06/07/2012

Santiago: de Aldea a Ciudad


Hubo una primera ciudad de Santiago levantada lenta y penosamente entre 1550 y 1647. Tal fue la ciudad barroca o la ciudad deleitosa a la que se refería aquel contemporáneo que en carta al Virrey del Perú, fechada en 1571, intentaba explicar por qué un socorro de soldados se enredaba en ella, en lugar de partir a la guerra. Era también una ciudad convertida en “albergue de holgazanes y baldíos”, donde “el vicio a sus anchuras mora”, como lo dice en 1596 el poeta Pedro de Oña. Pero era, sobre todo, la ciudad de las residencias con “espaciosas salas blanqueadas”, según afirmaba el cronista González de Nájera en 1614, o aquella con muchos “edificios de casas altas de vecino”, “todo muy bien enmaderado y de mucho valor”, según estipulaban los inventarios notariales.

En vista de que Santiago quedó arrasada por el terremoto magno de 1647, los residentes, al refundarla, se esmeraron en reconstruir una urbe más sólida. A partir de ese momento se alzaron contundentes edificaciones de un piso que, rodeadas por calles cuadriculadas, suministraban una silueta residencial característica, apenas interrumpida por las fachadas de las iglesias y la elevación de algunos campanarios.

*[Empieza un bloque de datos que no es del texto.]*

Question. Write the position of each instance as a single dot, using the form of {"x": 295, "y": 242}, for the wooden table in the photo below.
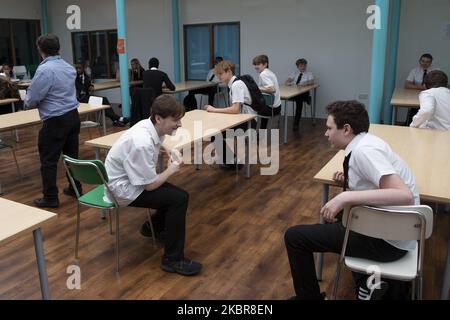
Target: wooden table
{"x": 290, "y": 92}
{"x": 17, "y": 219}
{"x": 404, "y": 98}
{"x": 191, "y": 85}
{"x": 427, "y": 153}
{"x": 31, "y": 117}
{"x": 212, "y": 124}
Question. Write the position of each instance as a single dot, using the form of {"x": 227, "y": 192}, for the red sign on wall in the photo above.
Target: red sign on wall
{"x": 120, "y": 46}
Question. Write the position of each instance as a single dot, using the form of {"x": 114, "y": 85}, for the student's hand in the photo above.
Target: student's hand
{"x": 173, "y": 166}
{"x": 210, "y": 108}
{"x": 338, "y": 176}
{"x": 333, "y": 207}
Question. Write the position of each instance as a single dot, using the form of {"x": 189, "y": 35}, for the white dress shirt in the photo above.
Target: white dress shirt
{"x": 239, "y": 93}
{"x": 434, "y": 112}
{"x": 268, "y": 79}
{"x": 131, "y": 163}
{"x": 371, "y": 159}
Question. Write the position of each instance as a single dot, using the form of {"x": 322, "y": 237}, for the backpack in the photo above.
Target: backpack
{"x": 258, "y": 102}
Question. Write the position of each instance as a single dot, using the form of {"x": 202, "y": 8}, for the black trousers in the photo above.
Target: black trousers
{"x": 305, "y": 97}
{"x": 267, "y": 112}
{"x": 57, "y": 135}
{"x": 171, "y": 203}
{"x": 302, "y": 241}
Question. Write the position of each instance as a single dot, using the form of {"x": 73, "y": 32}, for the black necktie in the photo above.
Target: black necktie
{"x": 346, "y": 162}
{"x": 299, "y": 78}
{"x": 424, "y": 75}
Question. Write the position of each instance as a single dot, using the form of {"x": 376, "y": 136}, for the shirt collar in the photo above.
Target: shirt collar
{"x": 153, "y": 133}
{"x": 230, "y": 83}
{"x": 352, "y": 145}
{"x": 50, "y": 58}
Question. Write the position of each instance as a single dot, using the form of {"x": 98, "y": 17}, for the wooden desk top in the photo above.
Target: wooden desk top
{"x": 113, "y": 84}
{"x": 406, "y": 98}
{"x": 17, "y": 218}
{"x": 191, "y": 85}
{"x": 212, "y": 123}
{"x": 30, "y": 117}
{"x": 8, "y": 101}
{"x": 426, "y": 151}
{"x": 289, "y": 92}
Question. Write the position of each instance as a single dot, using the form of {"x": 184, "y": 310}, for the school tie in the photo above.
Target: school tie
{"x": 424, "y": 75}
{"x": 299, "y": 78}
{"x": 346, "y": 162}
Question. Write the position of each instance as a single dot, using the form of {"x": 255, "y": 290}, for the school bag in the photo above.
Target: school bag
{"x": 258, "y": 102}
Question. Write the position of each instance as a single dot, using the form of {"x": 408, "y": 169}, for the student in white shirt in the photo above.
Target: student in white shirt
{"x": 190, "y": 102}
{"x": 300, "y": 77}
{"x": 131, "y": 166}
{"x": 434, "y": 112}
{"x": 374, "y": 175}
{"x": 267, "y": 83}
{"x": 240, "y": 103}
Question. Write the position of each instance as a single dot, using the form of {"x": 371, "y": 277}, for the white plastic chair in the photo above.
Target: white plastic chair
{"x": 392, "y": 223}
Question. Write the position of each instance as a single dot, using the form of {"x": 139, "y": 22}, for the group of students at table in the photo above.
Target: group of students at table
{"x": 373, "y": 173}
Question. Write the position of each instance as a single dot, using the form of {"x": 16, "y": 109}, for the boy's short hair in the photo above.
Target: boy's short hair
{"x": 48, "y": 44}
{"x": 166, "y": 106}
{"x": 351, "y": 112}
{"x": 427, "y": 55}
{"x": 224, "y": 66}
{"x": 261, "y": 59}
{"x": 301, "y": 61}
{"x": 153, "y": 63}
{"x": 436, "y": 79}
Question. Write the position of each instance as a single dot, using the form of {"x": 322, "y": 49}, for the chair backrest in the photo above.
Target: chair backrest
{"x": 268, "y": 99}
{"x": 390, "y": 222}
{"x": 86, "y": 171}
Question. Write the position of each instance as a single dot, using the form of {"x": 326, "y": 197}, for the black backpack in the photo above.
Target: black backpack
{"x": 258, "y": 102}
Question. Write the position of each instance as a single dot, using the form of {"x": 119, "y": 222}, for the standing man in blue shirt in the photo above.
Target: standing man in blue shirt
{"x": 52, "y": 91}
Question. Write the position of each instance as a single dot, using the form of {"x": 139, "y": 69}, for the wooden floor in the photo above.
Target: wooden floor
{"x": 235, "y": 227}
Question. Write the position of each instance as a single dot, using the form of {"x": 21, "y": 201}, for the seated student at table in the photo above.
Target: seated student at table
{"x": 434, "y": 112}
{"x": 156, "y": 79}
{"x": 240, "y": 103}
{"x": 190, "y": 102}
{"x": 267, "y": 83}
{"x": 131, "y": 165}
{"x": 8, "y": 90}
{"x": 373, "y": 175}
{"x": 300, "y": 77}
{"x": 84, "y": 89}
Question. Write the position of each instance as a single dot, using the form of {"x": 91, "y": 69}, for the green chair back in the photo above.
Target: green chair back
{"x": 86, "y": 171}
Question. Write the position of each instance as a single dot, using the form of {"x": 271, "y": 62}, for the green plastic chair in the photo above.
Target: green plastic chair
{"x": 94, "y": 172}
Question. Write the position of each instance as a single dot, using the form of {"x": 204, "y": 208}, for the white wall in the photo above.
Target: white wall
{"x": 420, "y": 32}
{"x": 20, "y": 9}
{"x": 330, "y": 34}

Pese a la ocurrencia de un nuevo gran sismo en 1730, Santiago (que en 1779 contaba aproximadamente con treinta mil habitantes) exhibió signos de adelantos en los años finales del siglo XVIII. Contribuyeron a ello la nueva prosperidad del trigo, por una parte, y, por otra, la llegada de ingenieros y arquitectos españoles y extranjeros que realizaron la primera gran remodelación que conoció la capital. Animados por las mejoras urbanas introducidas bajo la gobernación de Ambrosio O’Higgins, construyeron conjuntos más sólidos y seguros, como la casa del Conde de la Conquista o el edificio de la Real Audiencia, mientras que obras de infraestructura vial, entre las que destacan la inauguración del camino carretero Santiago-Valparaíso y la del Canal San Carlos; elevaron la categoría de la ciudad, proporcionándole una elegancia sobria donde predominaba el estilo arquitectónico neoclásico.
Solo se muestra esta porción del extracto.